There’s been a bit of an unnatural glow to seafood’s image since late July, when Tokyo Electric Power Company admitted highly radioactive water has been leaking from the site of the Fukushima Daiichi nuclear power plant in Japan. Officials now acknowledge hundreds of tons of contaminated water, which had been used to cool damaged reactor cores after the spring 2011 meltdown, has been spilling daily into the ground and likely flowing into the Pacific Ocean.
One blog post making the rounds on Facebook, ominously headlined “At the Very Least, Your Days of Eating Pacific Ocean Fish are Over,” suggests the radioactivity will quickly spread throughout the ocean, contaminating everything in it. That may be rooted in some legitimate science, but leading experts say the reaction is overblown.

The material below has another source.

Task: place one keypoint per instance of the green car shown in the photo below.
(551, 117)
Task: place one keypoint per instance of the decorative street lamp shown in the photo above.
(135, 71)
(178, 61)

An Aug. 22 BBC News article quotes Ken Buesseler, a marine chemist at Woods Hole Oceanographic Institution who’s studied the spread of Fukushima radionuclides in the Pacific, saying certain radioactive isotopes could accumulate in seafood and present risks to human health. But in an FAQ on the Woods Hole website, Buesseler clarifies it’s only certain species in the coastal waters off Fukushima, in fisheries that have been closed, that are unsafe to eat. He’s not concerned about seafood caught even a short distance from there, much less off the U.S. West Coast.